Cuban took to Twitter on Monday to offer advice to his"celeb/high-profile" friends, but it applies to anyone. His tweets employ the standard broken English common required in Twitter's world of 140-character limitation.

"NEVER put your real birthday in your Apple ID setup. Anyone with yr bday has path to hack u," he began. "If it's remotely possible the answer to your security question is online pick a different question or avoid using that feature."

He followed a few minutes later with: "On apple if I have your birthday, email and I search and find the answer to your security question. I own your account. Scary…dang, if you have a Wikipedia entry or your birthday and other information is online, this includes YOU."

Was there a specific reason for his sudden interest in a personal pen test? In other words, had he been hacked? Cuban says no.

"Was [just] checking out how easy my account would be to hack," he said. After he discovered the answer, he added, "[I] ended up changing everything."

Worried about your password? Change it ... now!

There's nothing wrong with the standard advice you usually hear after a data breach. If your personal information is hacked, the company that was victimized will probably offer you credit monitoring. (Although a Chase bank spokeswoman told CNBC that credit monitoring would not be provided to customers affected by this week's breach because no financial information was compromised.) If it does, go ahead and take it. Change your passwords, if you haven't done so recently. Watch your bank statements carefully. Add two-factor authentication to cloud providers where your photos and documents live. (Here's how.) But if you want to go the extra mile, follow Cuban's lead and conduct a personal pen test.

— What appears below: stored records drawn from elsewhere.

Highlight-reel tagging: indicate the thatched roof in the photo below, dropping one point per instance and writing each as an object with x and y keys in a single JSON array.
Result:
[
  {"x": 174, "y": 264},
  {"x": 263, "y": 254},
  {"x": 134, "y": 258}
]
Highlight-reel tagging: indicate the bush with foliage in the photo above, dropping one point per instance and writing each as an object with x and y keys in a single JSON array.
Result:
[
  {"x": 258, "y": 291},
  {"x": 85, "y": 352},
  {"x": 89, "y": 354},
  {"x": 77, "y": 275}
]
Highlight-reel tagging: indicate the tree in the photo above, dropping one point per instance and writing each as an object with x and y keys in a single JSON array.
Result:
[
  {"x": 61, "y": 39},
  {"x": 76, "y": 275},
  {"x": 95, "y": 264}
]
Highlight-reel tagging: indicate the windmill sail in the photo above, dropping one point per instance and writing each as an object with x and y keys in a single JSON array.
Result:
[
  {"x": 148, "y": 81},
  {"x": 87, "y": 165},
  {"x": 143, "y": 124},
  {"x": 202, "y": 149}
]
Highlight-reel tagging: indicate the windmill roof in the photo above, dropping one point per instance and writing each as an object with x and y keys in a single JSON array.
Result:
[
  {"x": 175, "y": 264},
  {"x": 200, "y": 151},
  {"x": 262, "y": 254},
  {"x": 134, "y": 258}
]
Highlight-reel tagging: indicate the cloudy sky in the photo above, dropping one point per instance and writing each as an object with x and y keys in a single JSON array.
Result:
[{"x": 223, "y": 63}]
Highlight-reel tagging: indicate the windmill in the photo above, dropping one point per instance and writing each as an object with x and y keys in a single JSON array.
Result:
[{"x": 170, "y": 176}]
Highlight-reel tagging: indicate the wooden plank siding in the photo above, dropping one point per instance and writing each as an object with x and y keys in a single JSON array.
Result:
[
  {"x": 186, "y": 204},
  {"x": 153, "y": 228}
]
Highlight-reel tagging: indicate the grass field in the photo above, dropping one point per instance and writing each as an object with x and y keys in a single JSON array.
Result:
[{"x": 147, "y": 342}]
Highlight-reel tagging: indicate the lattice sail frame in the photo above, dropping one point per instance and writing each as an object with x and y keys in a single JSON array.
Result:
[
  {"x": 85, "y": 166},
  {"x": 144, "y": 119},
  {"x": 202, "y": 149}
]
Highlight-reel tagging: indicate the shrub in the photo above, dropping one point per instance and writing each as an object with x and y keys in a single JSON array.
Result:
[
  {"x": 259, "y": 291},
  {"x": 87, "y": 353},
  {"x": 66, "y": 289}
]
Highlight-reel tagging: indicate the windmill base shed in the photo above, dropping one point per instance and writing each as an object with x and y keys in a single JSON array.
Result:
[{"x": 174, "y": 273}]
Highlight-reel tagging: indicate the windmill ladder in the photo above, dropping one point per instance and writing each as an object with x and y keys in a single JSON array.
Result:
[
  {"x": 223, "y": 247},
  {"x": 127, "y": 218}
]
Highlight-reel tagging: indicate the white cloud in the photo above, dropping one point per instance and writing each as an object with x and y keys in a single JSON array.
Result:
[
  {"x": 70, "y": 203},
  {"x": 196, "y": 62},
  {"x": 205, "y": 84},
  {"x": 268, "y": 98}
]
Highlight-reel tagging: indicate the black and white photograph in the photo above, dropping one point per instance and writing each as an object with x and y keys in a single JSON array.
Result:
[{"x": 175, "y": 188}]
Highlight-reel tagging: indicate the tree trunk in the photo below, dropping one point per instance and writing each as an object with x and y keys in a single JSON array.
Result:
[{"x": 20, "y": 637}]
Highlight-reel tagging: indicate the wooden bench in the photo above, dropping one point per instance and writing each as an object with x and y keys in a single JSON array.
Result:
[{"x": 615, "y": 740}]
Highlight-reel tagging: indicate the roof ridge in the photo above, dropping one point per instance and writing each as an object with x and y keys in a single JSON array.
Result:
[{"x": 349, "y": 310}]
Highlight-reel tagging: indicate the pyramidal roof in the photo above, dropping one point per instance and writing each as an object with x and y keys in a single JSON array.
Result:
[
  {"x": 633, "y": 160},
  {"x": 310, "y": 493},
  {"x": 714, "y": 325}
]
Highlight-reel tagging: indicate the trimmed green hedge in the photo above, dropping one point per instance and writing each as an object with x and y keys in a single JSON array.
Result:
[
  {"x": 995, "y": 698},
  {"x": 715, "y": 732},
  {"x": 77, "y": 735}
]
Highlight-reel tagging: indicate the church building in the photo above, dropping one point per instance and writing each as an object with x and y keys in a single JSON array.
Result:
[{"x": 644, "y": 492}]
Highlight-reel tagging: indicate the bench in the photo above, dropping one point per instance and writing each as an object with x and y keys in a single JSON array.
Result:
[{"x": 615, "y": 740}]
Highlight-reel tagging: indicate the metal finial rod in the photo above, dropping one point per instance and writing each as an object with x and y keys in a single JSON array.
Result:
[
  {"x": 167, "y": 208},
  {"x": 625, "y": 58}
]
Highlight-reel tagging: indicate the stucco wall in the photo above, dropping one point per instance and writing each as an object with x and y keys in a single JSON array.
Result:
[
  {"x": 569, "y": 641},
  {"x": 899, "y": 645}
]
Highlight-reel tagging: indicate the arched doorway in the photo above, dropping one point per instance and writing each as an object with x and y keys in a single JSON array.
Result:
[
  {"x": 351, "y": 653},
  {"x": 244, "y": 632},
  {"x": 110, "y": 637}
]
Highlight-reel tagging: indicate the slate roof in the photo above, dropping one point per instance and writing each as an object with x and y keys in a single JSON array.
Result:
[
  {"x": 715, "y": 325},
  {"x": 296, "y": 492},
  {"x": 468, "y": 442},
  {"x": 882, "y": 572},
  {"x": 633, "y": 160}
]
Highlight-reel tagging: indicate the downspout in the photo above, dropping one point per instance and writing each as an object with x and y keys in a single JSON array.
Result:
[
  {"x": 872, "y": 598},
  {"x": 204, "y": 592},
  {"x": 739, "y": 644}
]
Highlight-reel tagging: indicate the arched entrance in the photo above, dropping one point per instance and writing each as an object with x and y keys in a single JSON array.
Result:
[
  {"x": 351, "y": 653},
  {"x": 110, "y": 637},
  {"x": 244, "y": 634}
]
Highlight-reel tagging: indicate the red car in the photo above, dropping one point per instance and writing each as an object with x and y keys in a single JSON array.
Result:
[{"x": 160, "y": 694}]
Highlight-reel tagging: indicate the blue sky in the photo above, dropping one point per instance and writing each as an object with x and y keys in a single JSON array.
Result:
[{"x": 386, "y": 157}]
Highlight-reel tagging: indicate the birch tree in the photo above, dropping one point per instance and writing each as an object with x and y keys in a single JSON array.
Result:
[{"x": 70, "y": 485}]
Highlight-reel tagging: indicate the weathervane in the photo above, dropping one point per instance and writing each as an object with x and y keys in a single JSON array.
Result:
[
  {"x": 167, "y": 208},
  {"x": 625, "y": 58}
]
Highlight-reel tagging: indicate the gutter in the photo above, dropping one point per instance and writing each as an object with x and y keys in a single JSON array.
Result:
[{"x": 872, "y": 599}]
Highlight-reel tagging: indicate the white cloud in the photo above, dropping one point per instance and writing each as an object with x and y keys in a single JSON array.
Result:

"This is something that is shockingly rare … but it should be something you do all the time, like checking your credit report," said Tod Beardsley, engineering manager at Boston-based security firm Rapid7, Inc. "It's something that sets the bar higher (for hackers) and it's free."

Mark Cuban
Getty Images

Pretend to be an angry ex-lover, or a debt collector, or a jealous co-worker, and see what you could get into if you tried. Use someone else's computer to really simulate an attack. Imagine how easy it would be for an estranged family member to guess your social media password. Determine what could happen if a hacker had access to your Gmail account. It's quite possible he or she could probably reset your password on most of your bank accounts using the "Forgot your password?" link.

See how many clues to those "knowledge-based authentication" questions your bank asks could be inferred from your Facebook page. (Example: Are you wearing a T-shirt with your high school mascot in a profile picture? Do you have a folder with pictures named "My dog Fido?" If so, remove them now.) One tip popular with security pros: Give fake answers to those questions, so even someone who knows your father's middle name couldn't hack in.

Job hunters have known this for some time: You don't dare send out a resume without Googling yourself first to make sure a recruiter won't find anything embarrassing. It's time to expand this concept. We live with the reality that millions of us get hacked every month, and everyone is a target. As they say, if you can't beat 'em, join'em. Take your digital security into your own hands. Hack yourself, and try it every few monthsbefore someone else does.